ROME – When the estimated 65,000 Italian participants in the August 1-6 World Youth Day in Lisbon gather for a special kickoff program tonight, one of the stars of the show will be Italy’s most famous anti-mafia priest, Father Luigi Ciotti.
Ciotti founded an organization called Libera, or “free,” in the early 1990s, which has gone on to become the country’s largest anti-mafia network, with 304 local chapters up and down the country. As a result of threats on his life, Ciotti has moved with a police escort for years, but has never stopped speaking out.
His appearance in Lisbon right now will have special political subtext, as the 77-year-old Ciotti is currently involved in a verbal tug-of-war with Matteo Salvini, Italy’s deputy Prime Minister and the leader of the far-right Lega party.
Ironically, the dispute has emerged shortly after the 30th anniversary of an historic anti-mafia speech by the late Pope John Paul II, which many observers regard as marking the definitive end of an era in which the church often was accused of being overly tolerant of organized crime, in part because of financial support from mob bosses, especially in southern Italy.
It also comes shortly after the defacing of a plaque in the Sicilian city of Palermo dedicated to the late Cardinal Salvatore Pappalardo, who was also an outspoken critic of the mafia. Though police have not identified a culprit, many locals believe the vandalism was carried out by a mafia supporter.
Ciotti’s tension with Salvini erupted in late July, when Ciotti was interviewed by the Italian national television network RAI regarding plans for a massive suspension bridge across the Strait of Messina, intended to connect the island of Sicily to the Italian mainland.
Plans for the project, which would be the largest suspension bridge in the world, date to the 1990s and have twice been abandoned, but were recently revived by the government of conservative Prime Minister Giorgia Meloni at an estimated cost of $15 billion.
Ciotti warned that without adequate controls, the huge outlays of public funding could represent a boondoggle for the mafia organizations which remain active and influential in southern Italy, especially in Sicily and the region of Calabria where the two sides of the bridge are to be constructed.

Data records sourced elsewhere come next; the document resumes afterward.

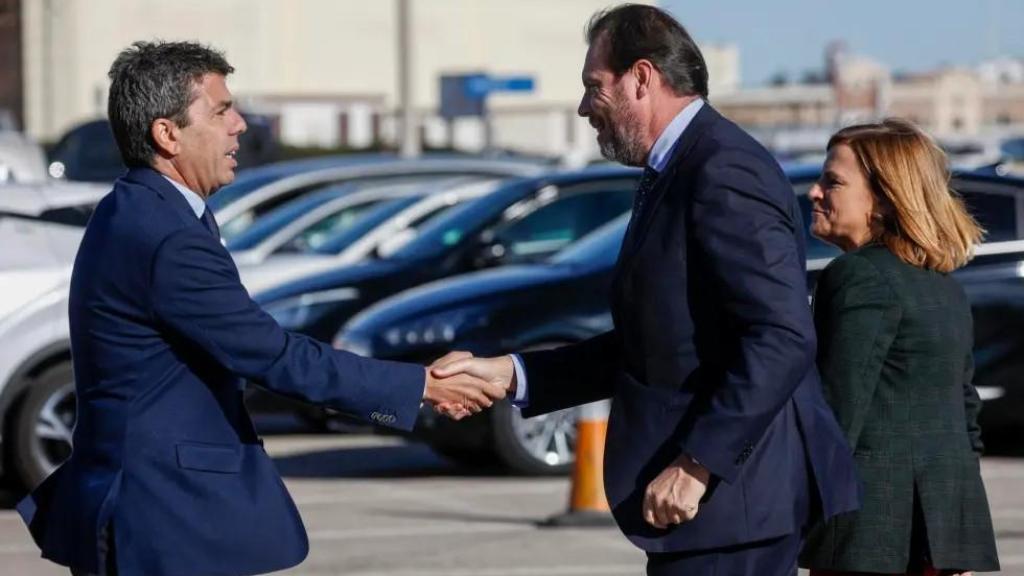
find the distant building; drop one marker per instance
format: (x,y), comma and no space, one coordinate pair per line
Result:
(324,71)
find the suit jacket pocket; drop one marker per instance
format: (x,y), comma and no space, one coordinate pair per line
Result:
(223,458)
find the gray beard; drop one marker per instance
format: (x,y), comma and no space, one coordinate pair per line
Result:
(624,146)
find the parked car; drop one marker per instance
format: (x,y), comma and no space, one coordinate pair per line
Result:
(89,153)
(237,211)
(22,160)
(310,219)
(522,221)
(381,232)
(491,313)
(563,300)
(40,230)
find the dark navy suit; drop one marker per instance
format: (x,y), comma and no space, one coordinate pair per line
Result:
(712,354)
(165,453)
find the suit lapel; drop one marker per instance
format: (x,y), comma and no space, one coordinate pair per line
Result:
(165,191)
(704,119)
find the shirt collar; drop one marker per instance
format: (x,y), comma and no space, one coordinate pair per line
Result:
(195,201)
(660,153)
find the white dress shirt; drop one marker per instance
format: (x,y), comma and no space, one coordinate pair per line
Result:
(657,159)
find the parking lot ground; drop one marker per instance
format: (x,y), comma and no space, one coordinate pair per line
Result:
(383,506)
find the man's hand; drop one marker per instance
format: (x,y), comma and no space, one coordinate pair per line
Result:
(496,371)
(459,395)
(675,495)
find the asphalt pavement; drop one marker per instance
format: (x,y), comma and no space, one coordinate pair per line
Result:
(383,506)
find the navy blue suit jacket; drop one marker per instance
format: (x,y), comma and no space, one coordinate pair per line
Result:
(165,453)
(712,354)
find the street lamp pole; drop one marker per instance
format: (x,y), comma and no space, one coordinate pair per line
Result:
(410,135)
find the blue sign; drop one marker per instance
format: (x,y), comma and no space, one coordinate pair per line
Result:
(479,85)
(466,94)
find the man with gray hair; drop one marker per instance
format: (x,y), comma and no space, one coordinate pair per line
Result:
(720,446)
(168,476)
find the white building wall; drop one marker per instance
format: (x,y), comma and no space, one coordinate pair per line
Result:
(329,50)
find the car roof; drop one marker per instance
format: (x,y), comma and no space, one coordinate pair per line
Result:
(33,200)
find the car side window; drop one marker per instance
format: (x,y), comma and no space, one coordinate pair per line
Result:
(316,234)
(566,218)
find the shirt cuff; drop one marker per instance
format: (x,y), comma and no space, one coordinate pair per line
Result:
(520,399)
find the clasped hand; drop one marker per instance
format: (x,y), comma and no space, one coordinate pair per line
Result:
(460,384)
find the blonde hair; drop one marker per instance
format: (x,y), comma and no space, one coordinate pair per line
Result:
(925,222)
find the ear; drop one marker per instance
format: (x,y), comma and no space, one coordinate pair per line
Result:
(167,136)
(644,72)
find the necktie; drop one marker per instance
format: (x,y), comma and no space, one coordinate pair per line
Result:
(210,223)
(646,183)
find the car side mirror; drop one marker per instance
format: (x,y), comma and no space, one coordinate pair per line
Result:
(489,254)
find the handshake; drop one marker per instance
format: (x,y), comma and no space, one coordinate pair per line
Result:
(460,384)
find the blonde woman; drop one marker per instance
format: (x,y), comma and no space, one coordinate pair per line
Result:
(894,352)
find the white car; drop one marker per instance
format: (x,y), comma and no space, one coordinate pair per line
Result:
(385,238)
(20,159)
(40,230)
(237,213)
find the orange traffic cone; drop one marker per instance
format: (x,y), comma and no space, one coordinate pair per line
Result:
(588,505)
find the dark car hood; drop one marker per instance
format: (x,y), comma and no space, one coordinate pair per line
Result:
(457,291)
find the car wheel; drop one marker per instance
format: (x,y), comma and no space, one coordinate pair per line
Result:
(539,446)
(43,428)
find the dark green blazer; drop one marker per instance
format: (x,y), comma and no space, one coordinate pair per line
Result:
(894,352)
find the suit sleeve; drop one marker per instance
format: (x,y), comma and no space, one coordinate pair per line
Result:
(571,375)
(972,406)
(744,240)
(858,317)
(196,294)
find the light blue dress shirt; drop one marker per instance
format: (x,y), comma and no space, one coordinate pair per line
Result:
(657,159)
(195,201)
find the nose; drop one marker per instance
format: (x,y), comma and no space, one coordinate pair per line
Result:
(584,109)
(240,125)
(815,193)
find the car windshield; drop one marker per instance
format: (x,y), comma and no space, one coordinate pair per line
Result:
(334,234)
(282,216)
(243,184)
(598,247)
(453,225)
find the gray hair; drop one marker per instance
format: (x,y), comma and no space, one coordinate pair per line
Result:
(636,32)
(154,80)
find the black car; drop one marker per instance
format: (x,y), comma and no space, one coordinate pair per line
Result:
(523,221)
(515,307)
(565,300)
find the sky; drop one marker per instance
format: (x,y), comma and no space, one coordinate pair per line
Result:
(790,36)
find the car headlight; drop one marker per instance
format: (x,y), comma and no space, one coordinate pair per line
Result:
(298,312)
(435,330)
(354,343)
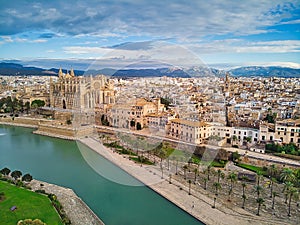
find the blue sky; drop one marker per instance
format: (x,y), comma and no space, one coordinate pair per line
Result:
(182,33)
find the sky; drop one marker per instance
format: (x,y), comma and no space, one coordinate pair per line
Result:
(182,33)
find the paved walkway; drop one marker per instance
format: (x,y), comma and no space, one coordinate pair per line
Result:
(78,212)
(202,210)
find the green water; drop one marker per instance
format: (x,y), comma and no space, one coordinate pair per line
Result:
(60,162)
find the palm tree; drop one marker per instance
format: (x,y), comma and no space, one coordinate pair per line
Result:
(274,194)
(214,205)
(232,177)
(259,201)
(207,171)
(190,183)
(287,174)
(244,200)
(185,167)
(5,171)
(170,178)
(217,186)
(16,174)
(258,177)
(292,192)
(244,185)
(271,186)
(196,173)
(287,186)
(220,175)
(297,176)
(205,183)
(273,170)
(162,171)
(258,190)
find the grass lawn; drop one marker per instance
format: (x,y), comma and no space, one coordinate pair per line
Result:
(252,168)
(30,205)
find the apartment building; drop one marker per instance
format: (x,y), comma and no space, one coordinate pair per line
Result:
(189,131)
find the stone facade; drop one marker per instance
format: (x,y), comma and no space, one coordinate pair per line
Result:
(80,98)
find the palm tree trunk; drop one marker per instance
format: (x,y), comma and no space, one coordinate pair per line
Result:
(258,209)
(244,200)
(290,200)
(214,206)
(271,189)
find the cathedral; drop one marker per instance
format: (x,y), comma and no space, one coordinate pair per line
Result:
(80,98)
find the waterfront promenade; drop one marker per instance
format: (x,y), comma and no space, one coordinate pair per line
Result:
(196,204)
(78,212)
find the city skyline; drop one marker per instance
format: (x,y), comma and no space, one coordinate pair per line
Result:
(124,32)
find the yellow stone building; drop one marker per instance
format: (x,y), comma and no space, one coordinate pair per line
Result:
(80,98)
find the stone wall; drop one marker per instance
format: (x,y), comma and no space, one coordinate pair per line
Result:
(26,121)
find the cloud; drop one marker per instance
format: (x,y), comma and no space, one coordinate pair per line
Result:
(47,35)
(6,38)
(244,46)
(179,19)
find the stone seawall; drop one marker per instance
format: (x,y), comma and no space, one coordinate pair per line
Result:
(201,209)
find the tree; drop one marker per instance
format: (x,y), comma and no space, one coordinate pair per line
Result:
(138,126)
(244,200)
(37,103)
(217,186)
(132,123)
(207,171)
(258,190)
(170,178)
(5,171)
(291,192)
(16,174)
(27,177)
(244,185)
(205,183)
(27,107)
(275,194)
(185,167)
(196,173)
(258,177)
(259,201)
(271,186)
(220,175)
(30,222)
(273,170)
(235,156)
(233,178)
(287,186)
(286,175)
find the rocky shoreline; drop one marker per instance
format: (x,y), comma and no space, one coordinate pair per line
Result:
(78,212)
(196,204)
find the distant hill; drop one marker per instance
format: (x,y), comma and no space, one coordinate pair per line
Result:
(15,69)
(271,71)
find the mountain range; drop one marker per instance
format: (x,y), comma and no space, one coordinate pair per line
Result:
(15,69)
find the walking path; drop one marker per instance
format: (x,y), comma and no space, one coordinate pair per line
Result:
(78,212)
(197,204)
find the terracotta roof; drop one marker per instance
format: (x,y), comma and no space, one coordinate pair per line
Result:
(190,123)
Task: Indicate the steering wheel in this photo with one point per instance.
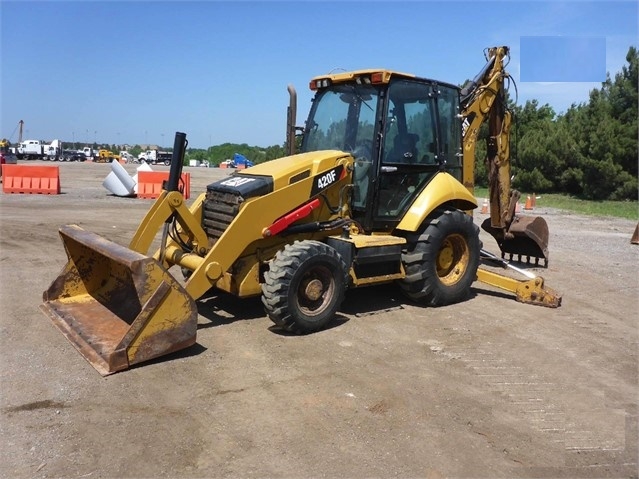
(363, 151)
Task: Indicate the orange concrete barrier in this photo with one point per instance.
(30, 179)
(528, 205)
(150, 184)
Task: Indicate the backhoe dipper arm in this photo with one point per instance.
(484, 98)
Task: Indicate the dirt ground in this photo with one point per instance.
(489, 388)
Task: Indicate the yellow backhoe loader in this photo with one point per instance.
(380, 191)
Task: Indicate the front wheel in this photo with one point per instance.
(441, 263)
(304, 286)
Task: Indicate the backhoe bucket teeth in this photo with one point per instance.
(527, 237)
(118, 307)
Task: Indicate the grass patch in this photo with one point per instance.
(619, 209)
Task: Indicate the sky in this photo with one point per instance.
(136, 72)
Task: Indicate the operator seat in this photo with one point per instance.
(404, 149)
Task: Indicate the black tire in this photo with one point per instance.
(304, 286)
(441, 263)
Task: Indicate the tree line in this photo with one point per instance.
(589, 152)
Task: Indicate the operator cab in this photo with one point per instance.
(402, 130)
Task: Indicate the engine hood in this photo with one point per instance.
(328, 166)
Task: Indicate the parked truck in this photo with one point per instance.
(39, 150)
(155, 156)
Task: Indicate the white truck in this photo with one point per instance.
(38, 150)
(127, 157)
(155, 156)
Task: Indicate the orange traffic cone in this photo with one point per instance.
(528, 205)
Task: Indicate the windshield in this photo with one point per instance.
(341, 118)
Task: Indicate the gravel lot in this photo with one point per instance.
(487, 388)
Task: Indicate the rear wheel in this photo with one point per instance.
(304, 286)
(441, 263)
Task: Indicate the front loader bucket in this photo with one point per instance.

“Non unirà solo due coste, ma certamente due cosche,” Ciotti said, a play on words in Italian which translates as, “It won’t just unite two coasts, but certainly two gangs.” The reference was to the Ndrangheta, the dominant version of the mafia in Calabria, and the Cosa Nostra, the leading form of organized crime in Sicily.
Salvini, who has expanded his party’s reach in southern Italy despite its origins as a separatist movement in the north, responded angrily, calling Ciotti a “a guy in a cassock” and terming his comments in “poor taste” and “shameful,” suggesting that if Ciotti were to leave the country “he’d be doing everyone a favor.”
“You fight the mafia with work,” Salvini said, calling the bridge project “the greatest anti-mafia operation of the post-war period.”
The war of words came in the wake of events marking the anniversary of May 1993 trip by John Paul II to Sicily, in which he delivered a strong anti-mafia address. That trip unfolded just months after a judge and a prosecuting attorney in Sicily, both famous for their anti-mafia crusades, had been assassinated.
“After so much suffering, you finally have the right to live in peace,” the pope told Sicilians, who at the time were widely seen as still in the grip of organized crime gangs.
“Those who are guilty of disturbing this peace, those who carry on their consciences so many human lives, must understand that you cannot kill innocents! God said: ‘Do not kill.’ No person, no one, and no human aggregation, no mafia, can trample on this holy right of God!”
After Salvini’s reply, a variety of civil and ecclesiastical figures and organizations came to Ciotti’s defense. Among them was Father Maurizio Patriciello, a well-known pastor in a poor area outside Naples long dominated by the Camorra, the local version of the mafia, and whose church was bombed on his birthday last October.
“The mafias can be defeated,” Patriciello wrote. “To do so, however, everybody has to get involved, everybody … including, and perhaps, above all, priests, me included. Thanks, Father Luigi.”
When Ciotti appears in Lisbon tonight, he will be flanked by Cardinal Matteo Zuppi of Bologna, president of the Italian bishops’ conference; Archbishop Giuseppe Salvatore Baturi of Cagliari, the secretary general of the bishops’ conference; and Auxiliary Bishop Américo Aguiar of Lisbon, set to be made a cardinal by Pope Francis Sept. 30.
Though the event was planned well before the current spat erupted with Salvini, the presence of such senior ecclesiastical figures nevertheless likely will be taken by Italians as another expression of solidarity with Ciotti.